Institute of Biomedical Optics and Optometry, Key Lab of Optical Instruments and Equipment for Medical Engineering, Ministry of Education, University of Shanghai for Science and Technology, Shanghai 200093, China.
Department of Dermatology, School of Medicine, Ruijin Hospital, Shanghai Jiao Tong University, Shanghai 200093, China.
Biosensors (Basel). 2024 Sep 29;14(10):467. doi: 10.3390/bios14100467.
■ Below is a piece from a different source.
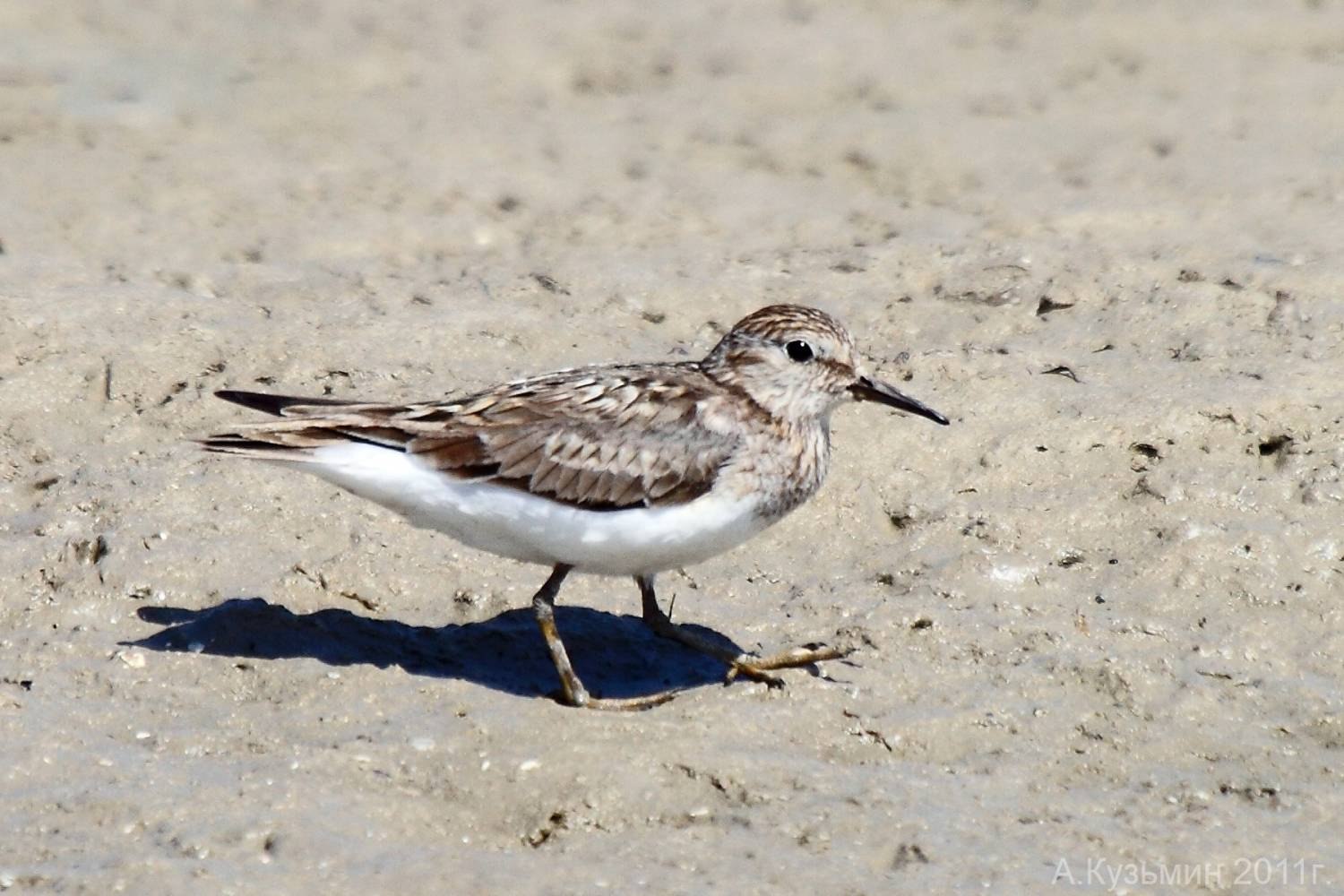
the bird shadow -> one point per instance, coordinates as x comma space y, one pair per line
616, 656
Cutaneous squamous cell carcinoma (cSCC) is the second most common malignant skin tumor. Early and precise diagnosis of tumor staging is crucial for long-term outcomes. While pathological diagnosis has traditionally served as the gold standard, the assessment of differentiation levels heavily depends on subjective judgments. Therefore, how to improve the diagnosis accuracy and objectivity of pathologists has become an urgent problem to be solved. We used multispectral imaging (MSI) to enhance tumor classification. The hematoxylin and eosin (H&E) stained cSCC slides were from Shanghai Ruijin Hospital. Scale-invariant feature transform was applied to multispectral images for image stitching, while the adaptive threshold segmentation method and random forest segmentation method were used for image segmentation, respectively. Synthetic pseudo-color images effectively highlight tissue differences. Quantitative analysis confirms significant variation in the nuclear area between normal and cSCC tissues ( < 0.001), supported by an AUC of 1 in ROC analysis. The AUC within cSCC tissues is 0.57. Further study shows higher nuclear atypia in poorly differentiated cSCC tissues compared to well-differentiated cSCC ( < 0.001), also with an AUC of 1. Lastly, well differentiated cSCC tissues show more and larger keratin pearls. These results have shown that combined MSI with imaging processing techniques will improve H&E stained human cSCC diagnosis accuracy, and it will be well utilized to distinguish histopathological staging features.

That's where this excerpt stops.